七幕 世怪はあなた様のためにじゃない 4

 ポップコーンの香りがした。ほんと奇妙に、怖いことに、だ。進む先から香ばしく、バター、キャラメル味を混同させたポップコーンの香りがしてきて、護は怖くなった。矛盾をすでに起こした感覚なものだから、臭覚もおかしくなったのかと疑いだす。

「ポップコーンの匂いが、する」

 闇に染められた家具店並ぶ通り、懐中電灯で照らす先を護は集中して見つめ、怖さ、疑りを気にせずにいようとするのを、許さなかったのはアルマであった。これを発端として、護の後ろについてくる四人、次々から「ポップコーンの匂いがする」との主張が起こりだす。服の背を掴む紫雨が足をとめたことで、歩みを止めさせられる。

「なんでポップコーンの匂いがするのだろう」表情に不穏な影を差したアルマが、匂いを嗅ぎ確認するかのように鼻を吸い鳴らす。「この先から、匂いがしてくる感じ」

「あの。そろそろ、映画館に辿りつくはずですよね。これ以上、先にいくのが不安です」

 角井が頼り、縋るような目を高佐に向け訴えかける。高佐は角井へ、進む先へ目を向けていなかった。護の視覚の限りでは、高佐の目は後ろを警戒して、気にしている動きを繰り返している。まるでまた後ろで誰かがついてきている気配でも感じているように。

「あの。高佐さん」

 角井に呼びかけられ、高佐が自分に呼びかけられていたと気がついた風で遅れて応じる。

「……ああ。そろそろ、映画館のはずだ。うん。ポップコーンの香りがしてきて、先に進むのが何だか不安ではあるね」いって、高佐が後ろを気にするように黒目を動かす。「だけど、俺は引き返すのが不安だ。後ろから誰かがついてきている気がしてならないから」

 やはり、といった感じが護はした。高佐の声でもっての明示も予想はできていて、驚きはしない。他の三人が怯え、狼狽えだすが、護にも不思議なほどに怯え、狼狽えることはない。不穏な予感はしてならないが。

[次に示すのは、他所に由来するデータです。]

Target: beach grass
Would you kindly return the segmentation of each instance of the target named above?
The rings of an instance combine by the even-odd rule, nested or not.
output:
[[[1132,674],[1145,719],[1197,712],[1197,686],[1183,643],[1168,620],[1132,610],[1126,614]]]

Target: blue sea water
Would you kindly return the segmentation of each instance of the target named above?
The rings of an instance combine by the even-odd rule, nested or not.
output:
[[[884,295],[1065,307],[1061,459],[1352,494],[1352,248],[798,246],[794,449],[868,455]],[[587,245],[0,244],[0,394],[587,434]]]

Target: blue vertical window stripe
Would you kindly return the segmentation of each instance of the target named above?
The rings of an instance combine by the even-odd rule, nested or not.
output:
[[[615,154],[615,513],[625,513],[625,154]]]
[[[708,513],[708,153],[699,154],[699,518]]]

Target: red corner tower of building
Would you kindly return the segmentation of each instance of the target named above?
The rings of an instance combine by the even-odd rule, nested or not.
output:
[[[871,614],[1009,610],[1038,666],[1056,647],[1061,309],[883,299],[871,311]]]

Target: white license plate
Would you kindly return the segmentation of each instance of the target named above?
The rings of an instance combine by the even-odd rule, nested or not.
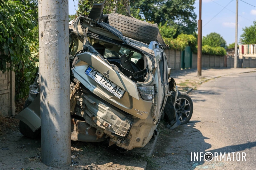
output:
[[[122,98],[124,93],[125,92],[125,90],[108,78],[92,66],[89,65],[85,73],[89,77],[118,99]]]

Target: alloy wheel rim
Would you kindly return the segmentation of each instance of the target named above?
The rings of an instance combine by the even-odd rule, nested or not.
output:
[[[176,101],[175,106],[180,121],[181,122],[184,122],[190,114],[190,106],[188,100],[185,98],[179,98]]]

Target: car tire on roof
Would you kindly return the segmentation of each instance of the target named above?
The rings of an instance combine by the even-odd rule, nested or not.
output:
[[[124,36],[148,44],[156,40],[159,32],[156,26],[116,13],[108,15],[107,23]]]

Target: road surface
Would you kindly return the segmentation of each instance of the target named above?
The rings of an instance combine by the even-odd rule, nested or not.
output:
[[[190,122],[169,134],[163,130],[147,169],[255,169],[256,73],[210,81],[189,95]],[[200,153],[197,161],[197,152],[208,152],[216,154],[215,161],[214,155],[211,161],[200,161]]]

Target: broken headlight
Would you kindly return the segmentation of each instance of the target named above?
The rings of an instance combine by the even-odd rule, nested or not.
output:
[[[153,100],[155,93],[154,86],[141,86],[138,87],[142,99],[146,100]]]

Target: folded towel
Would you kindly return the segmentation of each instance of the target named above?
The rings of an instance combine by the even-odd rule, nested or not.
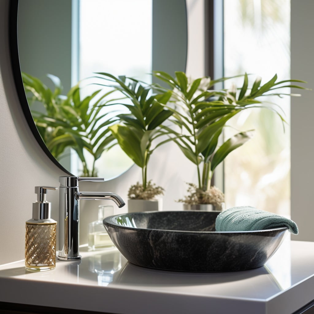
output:
[[[288,227],[294,234],[299,233],[294,221],[282,216],[259,210],[250,206],[233,207],[221,213],[216,221],[216,231],[251,231]]]

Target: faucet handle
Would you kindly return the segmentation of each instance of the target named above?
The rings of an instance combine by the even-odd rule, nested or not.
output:
[[[82,177],[59,177],[60,187],[75,187],[78,186],[78,181],[89,181],[92,182],[103,182],[104,178],[84,178]]]

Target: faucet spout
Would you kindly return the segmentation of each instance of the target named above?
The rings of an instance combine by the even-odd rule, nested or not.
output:
[[[58,259],[62,261],[81,259],[79,243],[79,203],[82,200],[113,201],[119,208],[125,205],[122,198],[109,192],[79,192],[79,181],[103,182],[103,178],[59,178],[59,247]]]
[[[79,200],[92,199],[101,201],[110,199],[113,201],[119,208],[123,207],[125,205],[124,201],[121,197],[110,192],[78,192],[76,193],[76,198]]]

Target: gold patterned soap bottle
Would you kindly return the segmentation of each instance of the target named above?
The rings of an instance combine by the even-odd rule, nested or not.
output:
[[[51,187],[35,187],[37,201],[33,203],[33,218],[25,228],[25,268],[43,271],[56,267],[56,236],[57,222],[50,218],[51,203],[46,200]]]

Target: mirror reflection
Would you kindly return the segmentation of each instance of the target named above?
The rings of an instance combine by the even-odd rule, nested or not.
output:
[[[102,108],[118,96],[94,84],[95,73],[150,83],[152,70],[184,71],[185,2],[167,2],[19,1],[20,62],[34,120],[51,152],[74,175],[109,179],[133,163],[107,128],[122,106]]]

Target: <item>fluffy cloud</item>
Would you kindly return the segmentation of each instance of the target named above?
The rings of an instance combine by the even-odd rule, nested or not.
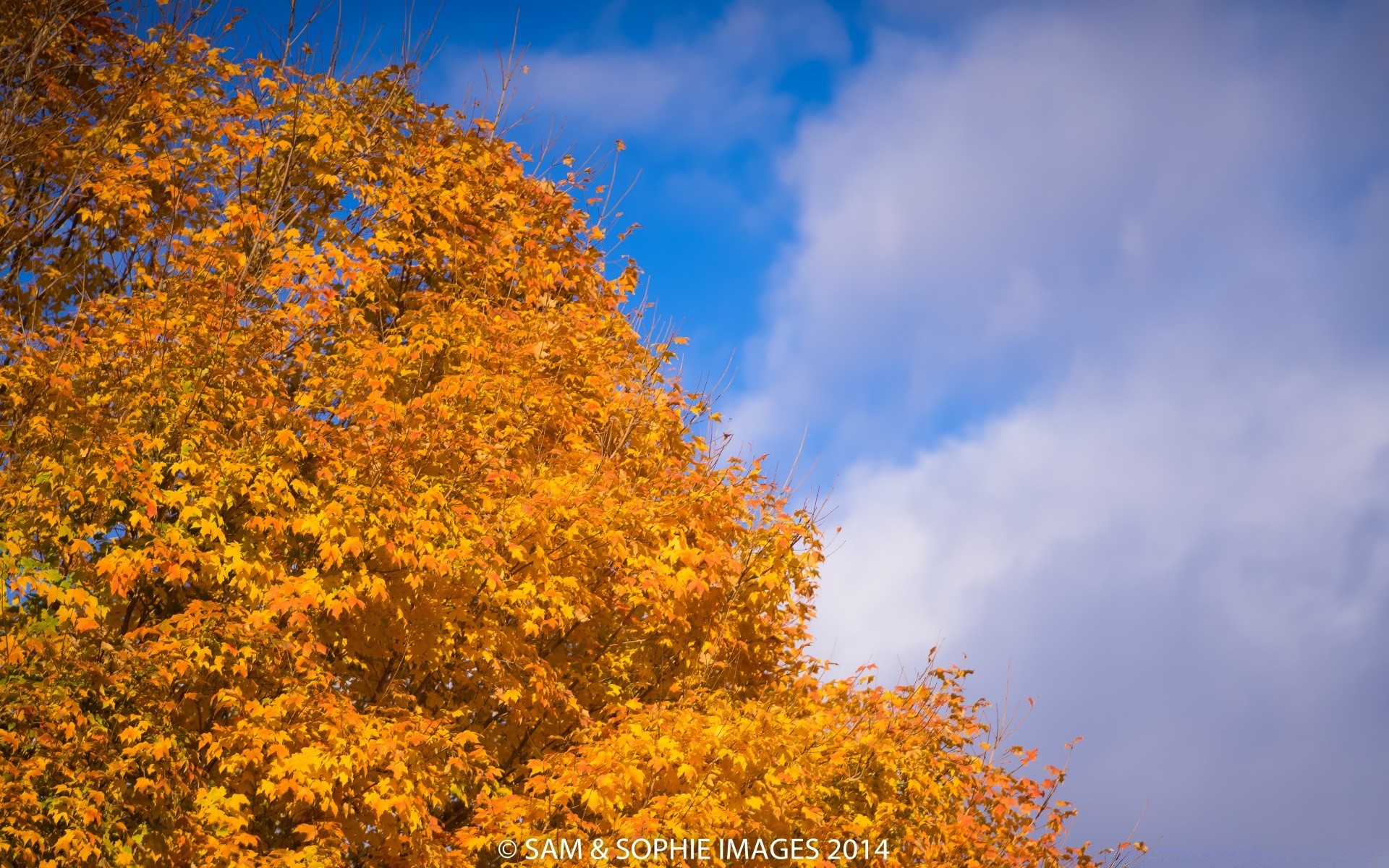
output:
[[[810,421],[821,647],[938,639],[1088,736],[1082,829],[1385,846],[1385,8],[1003,6],[879,33],[732,410]],[[796,425],[786,425],[795,421]]]
[[[849,50],[839,18],[820,0],[743,0],[690,24],[663,28],[642,46],[535,53],[521,103],[542,99],[538,114],[554,112],[583,140],[656,135],[717,150],[779,135],[795,103],[778,79]]]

「こうして立ち止まっていることに、俺は不安になりますね。先に進みましょう」

 護は四人に先へ進むことを促すと、四人からすんなりと受け入れられた。また先へと進みだす。先へ進むごとにポップコーンの匂いは強くなってゆき、角井の怯え泣きあがる頻度があがっていき、護は苛々してくる。

「苛々する」

 護は苛々を声にしてだしてみても、苛々は軽減しない。右手に最新の映画広告のポスターが飾られる壁が始まりだし、苛々は着実に加速してあがっていき、二歩進めば、勝手に苛々が声にでてくる。

「護さん。大丈夫ですか?」

 紫雨が心配そうに声をかけてきたが、護は他者のために苛々を抑えようなんて心はおきぬ。心配されたことにも、苛々してくる。

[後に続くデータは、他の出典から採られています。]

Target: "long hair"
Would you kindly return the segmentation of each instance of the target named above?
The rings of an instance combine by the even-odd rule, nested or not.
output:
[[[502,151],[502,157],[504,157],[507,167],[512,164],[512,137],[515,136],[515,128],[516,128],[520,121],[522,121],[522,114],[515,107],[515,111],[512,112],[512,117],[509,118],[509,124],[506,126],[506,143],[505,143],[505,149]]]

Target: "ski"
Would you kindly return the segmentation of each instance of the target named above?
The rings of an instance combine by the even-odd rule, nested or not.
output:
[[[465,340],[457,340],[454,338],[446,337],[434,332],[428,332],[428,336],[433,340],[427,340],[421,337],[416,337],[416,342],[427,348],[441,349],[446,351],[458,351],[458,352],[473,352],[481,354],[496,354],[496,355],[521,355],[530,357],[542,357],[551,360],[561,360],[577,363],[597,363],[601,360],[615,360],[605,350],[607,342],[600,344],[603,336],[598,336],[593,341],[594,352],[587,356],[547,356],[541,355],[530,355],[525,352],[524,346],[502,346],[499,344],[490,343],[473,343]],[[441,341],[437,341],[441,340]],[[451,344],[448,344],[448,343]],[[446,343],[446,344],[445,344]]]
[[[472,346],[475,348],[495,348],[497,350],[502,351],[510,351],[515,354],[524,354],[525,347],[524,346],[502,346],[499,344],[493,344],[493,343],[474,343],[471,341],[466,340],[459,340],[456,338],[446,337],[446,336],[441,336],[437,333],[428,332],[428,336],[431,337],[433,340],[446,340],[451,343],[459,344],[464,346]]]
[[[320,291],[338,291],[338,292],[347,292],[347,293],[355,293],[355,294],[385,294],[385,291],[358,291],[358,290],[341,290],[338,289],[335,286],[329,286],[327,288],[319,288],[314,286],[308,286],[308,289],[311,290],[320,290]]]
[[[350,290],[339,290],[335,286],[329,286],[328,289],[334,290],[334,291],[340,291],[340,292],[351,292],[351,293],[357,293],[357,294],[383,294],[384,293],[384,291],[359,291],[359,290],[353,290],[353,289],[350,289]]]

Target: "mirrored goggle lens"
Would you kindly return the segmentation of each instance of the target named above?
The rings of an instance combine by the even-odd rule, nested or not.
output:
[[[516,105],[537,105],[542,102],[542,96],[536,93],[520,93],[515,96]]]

「久々だね。こんなに苛々するのはさ。まさかこの調査で、俺がここまで苛々するだなんて思いもしなかった」

「そ、そうなのですか。あの、怖くはないのですか?」

 紫雨が機嫌を伺う口ぶり、声を小さくさせ尋ねる。護は正直に頷いた。

「護さんって頼もしいです」

「頼もしくない。苛々が怖さに勝っているのじゃないかな。先ほどは俺が優しいで、今度は頼もしいか。勝手に俺について想像を膨らまし、あまり俺のことを誤解しないでほしいな」

 愛らしい、好意を寄せての発言には聞こえてはいた。けれどその発言でさらに苛々し、これは不本意で護は棘を付けいい放った。紫雨から黙られ、掴まれていた背の服を解かれた。

(……好きでこうなった訳じゃない。)

 護は自分を憎たらしく思う。紫雨から離れて、ひとりになりたくなる。先を睨み、闊歩しだす。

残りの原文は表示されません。